Mastophora extraordinaria

Scientific classification
- Kingdom: Animalia
- Phylum: Arthropoda
- Subphylum: Chelicerata
- Class: Arachnida
- Order: Araneae
- Infraorder: Araneomorphae
- Family: Araneidae
- Genus: Mastophora
- Species: M. extraordinaria
- Binomial name: Mastophora extraordinaria Holmberg, 1876

= Mastophora extraordinaria =

- Authority: Holmberg, 1876

Species of spider

Mastophora extraordinaria is a species of spider in the orb-weaver spider family Araneidae. It is found in South America (Brazil, Uruguay and Argentina). Like some other species of the genus Mastophora, adult females resemble bird droppings. Mastophora species, including M. extraordinaria, are "bolas spiders" – adult females capture their prey by using a sticky drop on the end of a single line which they swing at the target, usually a male moth attracted by the release of an analogue of the attractant sex pheromone produced by the female moth.
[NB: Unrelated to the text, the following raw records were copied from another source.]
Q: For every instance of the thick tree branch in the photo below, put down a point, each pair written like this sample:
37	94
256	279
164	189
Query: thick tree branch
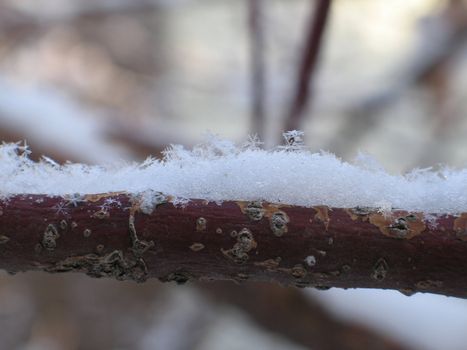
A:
139	236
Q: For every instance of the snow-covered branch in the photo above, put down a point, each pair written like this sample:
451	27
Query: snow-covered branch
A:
219	212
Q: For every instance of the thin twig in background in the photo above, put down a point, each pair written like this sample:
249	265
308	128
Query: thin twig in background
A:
121	236
299	318
257	61
301	97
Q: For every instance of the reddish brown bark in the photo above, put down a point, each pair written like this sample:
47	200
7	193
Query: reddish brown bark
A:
116	235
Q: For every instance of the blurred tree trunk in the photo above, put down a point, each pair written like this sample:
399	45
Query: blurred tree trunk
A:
121	236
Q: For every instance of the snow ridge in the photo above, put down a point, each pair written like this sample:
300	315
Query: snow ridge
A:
219	170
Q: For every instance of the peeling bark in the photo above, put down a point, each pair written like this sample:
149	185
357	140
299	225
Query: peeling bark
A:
120	235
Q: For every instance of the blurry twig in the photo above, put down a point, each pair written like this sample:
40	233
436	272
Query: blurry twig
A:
301	95
289	312
257	61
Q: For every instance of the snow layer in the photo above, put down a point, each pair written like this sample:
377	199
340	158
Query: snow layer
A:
219	170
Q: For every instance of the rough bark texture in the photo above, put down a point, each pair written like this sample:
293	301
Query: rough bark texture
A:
119	235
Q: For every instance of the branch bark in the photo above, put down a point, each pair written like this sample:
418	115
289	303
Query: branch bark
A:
129	238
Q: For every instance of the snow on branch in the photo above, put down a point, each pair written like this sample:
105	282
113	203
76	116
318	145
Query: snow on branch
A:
219	211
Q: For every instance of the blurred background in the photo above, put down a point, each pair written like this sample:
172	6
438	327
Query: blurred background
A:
99	81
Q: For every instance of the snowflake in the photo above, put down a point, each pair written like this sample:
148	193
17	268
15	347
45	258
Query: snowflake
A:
293	140
253	142
60	208
74	199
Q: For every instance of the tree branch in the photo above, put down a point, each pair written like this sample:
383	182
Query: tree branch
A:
128	237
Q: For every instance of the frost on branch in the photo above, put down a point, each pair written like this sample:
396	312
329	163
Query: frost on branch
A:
219	211
218	170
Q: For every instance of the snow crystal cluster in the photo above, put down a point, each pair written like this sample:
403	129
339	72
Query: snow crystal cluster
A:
219	170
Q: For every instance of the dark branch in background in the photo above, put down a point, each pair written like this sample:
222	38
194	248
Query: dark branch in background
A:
122	236
306	70
257	61
299	318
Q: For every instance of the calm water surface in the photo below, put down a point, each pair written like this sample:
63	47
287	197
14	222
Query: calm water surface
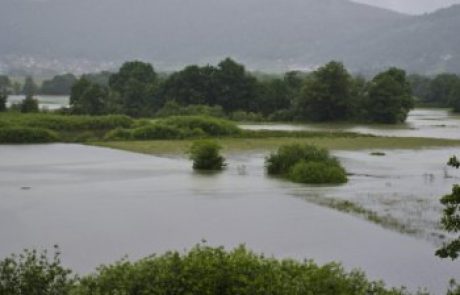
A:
434	123
100	204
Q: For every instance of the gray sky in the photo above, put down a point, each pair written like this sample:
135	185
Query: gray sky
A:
411	6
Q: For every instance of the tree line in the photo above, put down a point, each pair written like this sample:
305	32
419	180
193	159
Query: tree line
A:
331	93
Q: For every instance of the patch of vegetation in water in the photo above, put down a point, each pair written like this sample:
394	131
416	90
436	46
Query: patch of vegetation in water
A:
349	207
305	164
201	270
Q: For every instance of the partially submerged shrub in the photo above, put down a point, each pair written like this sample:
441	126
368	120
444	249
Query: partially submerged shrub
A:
27	135
317	173
205	155
34	273
305	164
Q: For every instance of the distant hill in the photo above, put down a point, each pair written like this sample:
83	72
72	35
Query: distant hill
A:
265	34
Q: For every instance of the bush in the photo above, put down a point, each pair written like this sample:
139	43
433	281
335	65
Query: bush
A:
206	270
317	173
205	155
157	131
34	273
305	164
211	126
27	135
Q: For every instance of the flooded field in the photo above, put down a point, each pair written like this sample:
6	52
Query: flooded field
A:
433	123
49	102
100	204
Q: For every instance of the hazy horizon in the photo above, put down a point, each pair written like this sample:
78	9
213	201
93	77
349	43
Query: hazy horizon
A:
411	6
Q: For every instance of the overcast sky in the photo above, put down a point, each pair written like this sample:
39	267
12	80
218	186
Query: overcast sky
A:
411	6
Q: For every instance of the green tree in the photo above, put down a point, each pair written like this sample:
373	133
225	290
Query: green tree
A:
440	89
454	97
29	88
235	88
205	155
451	218
326	94
34	273
29	105
5	85
88	98
136	85
389	98
59	85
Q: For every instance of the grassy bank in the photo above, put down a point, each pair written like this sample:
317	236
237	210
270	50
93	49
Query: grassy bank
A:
174	147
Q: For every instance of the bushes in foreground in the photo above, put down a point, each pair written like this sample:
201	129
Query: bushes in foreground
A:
306	164
202	270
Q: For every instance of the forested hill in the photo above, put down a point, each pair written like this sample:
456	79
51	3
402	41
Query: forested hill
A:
265	34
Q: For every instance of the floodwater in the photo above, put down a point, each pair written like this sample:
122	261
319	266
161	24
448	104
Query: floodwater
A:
48	102
433	123
100	204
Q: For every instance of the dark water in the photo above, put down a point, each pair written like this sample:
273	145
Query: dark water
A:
433	123
100	204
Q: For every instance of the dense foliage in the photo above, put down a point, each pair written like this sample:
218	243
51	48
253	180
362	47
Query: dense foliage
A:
305	164
228	89
202	270
205	155
34	273
451	218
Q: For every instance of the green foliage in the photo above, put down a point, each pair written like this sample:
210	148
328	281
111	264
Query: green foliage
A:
317	173
210	126
390	98
326	94
207	270
27	135
59	85
305	164
34	273
172	108
29	105
451	218
29	88
205	155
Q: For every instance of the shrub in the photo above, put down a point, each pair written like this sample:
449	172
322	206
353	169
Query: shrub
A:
206	270
317	173
211	126
306	164
27	135
34	273
157	131
205	155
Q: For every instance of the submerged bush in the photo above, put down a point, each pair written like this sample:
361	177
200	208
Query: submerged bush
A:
34	273
27	135
211	126
317	173
206	270
205	155
305	164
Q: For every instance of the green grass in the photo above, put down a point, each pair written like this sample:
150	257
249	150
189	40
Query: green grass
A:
174	147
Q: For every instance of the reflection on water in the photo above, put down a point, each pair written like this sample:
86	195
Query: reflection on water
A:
49	102
100	204
433	123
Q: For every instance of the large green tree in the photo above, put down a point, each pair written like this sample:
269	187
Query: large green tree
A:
136	85
451	218
389	97
326	94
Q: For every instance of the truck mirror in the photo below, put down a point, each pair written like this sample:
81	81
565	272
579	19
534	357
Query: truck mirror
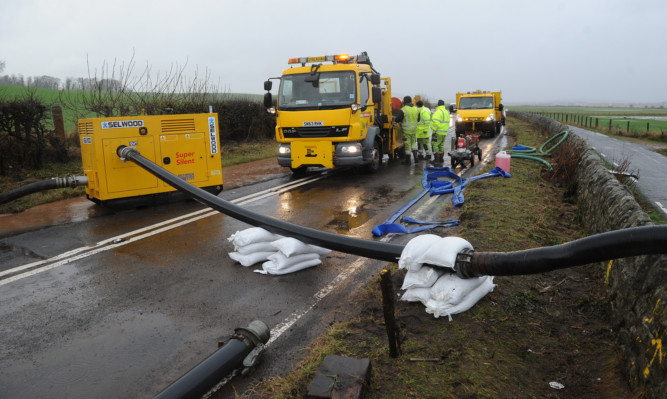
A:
377	95
268	101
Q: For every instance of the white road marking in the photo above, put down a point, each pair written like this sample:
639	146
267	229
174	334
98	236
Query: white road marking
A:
662	208
136	235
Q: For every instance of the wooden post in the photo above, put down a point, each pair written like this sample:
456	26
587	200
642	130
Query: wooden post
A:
389	319
58	123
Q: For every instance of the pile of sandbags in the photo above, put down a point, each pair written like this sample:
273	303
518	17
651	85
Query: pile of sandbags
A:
278	254
442	292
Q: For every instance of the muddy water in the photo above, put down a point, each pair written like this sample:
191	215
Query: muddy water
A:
66	211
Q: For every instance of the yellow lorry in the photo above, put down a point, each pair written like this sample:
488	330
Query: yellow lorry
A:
480	112
333	111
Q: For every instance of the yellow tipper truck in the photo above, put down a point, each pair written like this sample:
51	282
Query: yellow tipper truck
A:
333	111
186	145
479	112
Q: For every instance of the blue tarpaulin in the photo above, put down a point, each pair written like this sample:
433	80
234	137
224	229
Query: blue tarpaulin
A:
434	186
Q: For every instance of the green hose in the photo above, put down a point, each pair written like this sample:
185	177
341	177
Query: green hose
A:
523	153
534	158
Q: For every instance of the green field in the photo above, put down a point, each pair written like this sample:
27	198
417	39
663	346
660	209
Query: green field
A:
650	122
620	111
76	99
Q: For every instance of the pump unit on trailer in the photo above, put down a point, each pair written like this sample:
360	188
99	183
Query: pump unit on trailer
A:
186	145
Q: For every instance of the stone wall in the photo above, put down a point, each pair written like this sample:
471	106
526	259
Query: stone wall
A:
636	286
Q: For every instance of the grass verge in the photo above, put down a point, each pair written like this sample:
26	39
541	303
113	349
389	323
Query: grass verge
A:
530	331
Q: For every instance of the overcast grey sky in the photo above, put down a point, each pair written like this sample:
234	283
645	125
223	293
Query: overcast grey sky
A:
536	51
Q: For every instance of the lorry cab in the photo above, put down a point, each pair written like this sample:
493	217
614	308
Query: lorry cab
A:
479	112
332	111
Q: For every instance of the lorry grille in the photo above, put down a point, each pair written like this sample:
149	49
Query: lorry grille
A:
320	131
178	125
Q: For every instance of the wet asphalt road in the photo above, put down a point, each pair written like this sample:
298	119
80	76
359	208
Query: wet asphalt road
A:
122	304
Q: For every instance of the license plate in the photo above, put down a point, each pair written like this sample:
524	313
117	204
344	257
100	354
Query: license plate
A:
313	124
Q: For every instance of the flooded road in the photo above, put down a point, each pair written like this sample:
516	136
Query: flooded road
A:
121	304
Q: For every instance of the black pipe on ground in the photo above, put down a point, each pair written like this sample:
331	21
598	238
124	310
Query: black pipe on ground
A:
645	240
207	374
31	188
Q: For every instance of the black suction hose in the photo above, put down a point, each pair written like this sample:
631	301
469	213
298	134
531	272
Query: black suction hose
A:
56	182
645	240
335	242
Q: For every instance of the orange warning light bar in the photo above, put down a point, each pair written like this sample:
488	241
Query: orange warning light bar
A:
342	58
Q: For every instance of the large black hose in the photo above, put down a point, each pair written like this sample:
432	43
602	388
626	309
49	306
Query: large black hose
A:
231	356
645	240
335	242
56	182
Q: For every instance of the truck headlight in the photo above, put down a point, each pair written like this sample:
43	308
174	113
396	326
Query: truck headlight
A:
350	149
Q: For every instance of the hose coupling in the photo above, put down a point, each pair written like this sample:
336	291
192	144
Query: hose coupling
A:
123	150
463	264
71	181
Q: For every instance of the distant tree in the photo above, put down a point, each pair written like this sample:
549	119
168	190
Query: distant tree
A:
45	82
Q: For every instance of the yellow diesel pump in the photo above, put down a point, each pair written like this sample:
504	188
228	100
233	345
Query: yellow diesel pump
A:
186	145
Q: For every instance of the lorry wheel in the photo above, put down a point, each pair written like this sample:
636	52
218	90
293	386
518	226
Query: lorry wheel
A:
300	171
400	153
374	165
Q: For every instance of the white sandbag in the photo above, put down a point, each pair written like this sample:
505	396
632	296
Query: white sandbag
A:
256	247
251	236
291	246
250	259
270	268
417	295
433	250
444	308
425	277
452	289
282	262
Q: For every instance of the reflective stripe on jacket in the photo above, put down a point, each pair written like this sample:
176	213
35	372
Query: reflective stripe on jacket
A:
440	120
409	124
424	123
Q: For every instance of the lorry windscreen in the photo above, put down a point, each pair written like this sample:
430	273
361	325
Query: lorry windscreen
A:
475	102
332	90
Juveniles and adult males do not use a bolas, catching prey with their legs alone.

==Description==
Herbert W. Levi described a female in 2003 (males were not known). The total length of the specimen's body was 12 mm. Other females ranged from 9.5 to 14 mm. The carapace was 4.8 mm long and almost as wide in the thoracic region. The carapace was dark brown with a narrow white rim and had low tubercules. The abdomen was white with two black patches on the upper surface and a white square underneath. It had a pair of humps. The combined length of the patella and tibia of the first leg was a little more than the width of the carapace at 5 mm.

==Taxonomy==
The species was first described in 1876 by E.L. Holmberg, an Argentine biologist. It is the type species of the genus. Its resemblance to a bird dropping was such that Holmberg first thought of using the specific name ornithocoproides ('resembling a bird dropping'), but replaced it by extraordinaria, noting its singular aspect. The genus has been placed in the broadly defined subfamily Cyrtarachninae, and within this in the informal group of mastophorines which includes the bolas spiders.

==Distribution==
The species is found in southern Brazil, Uruguay and northern Argentina.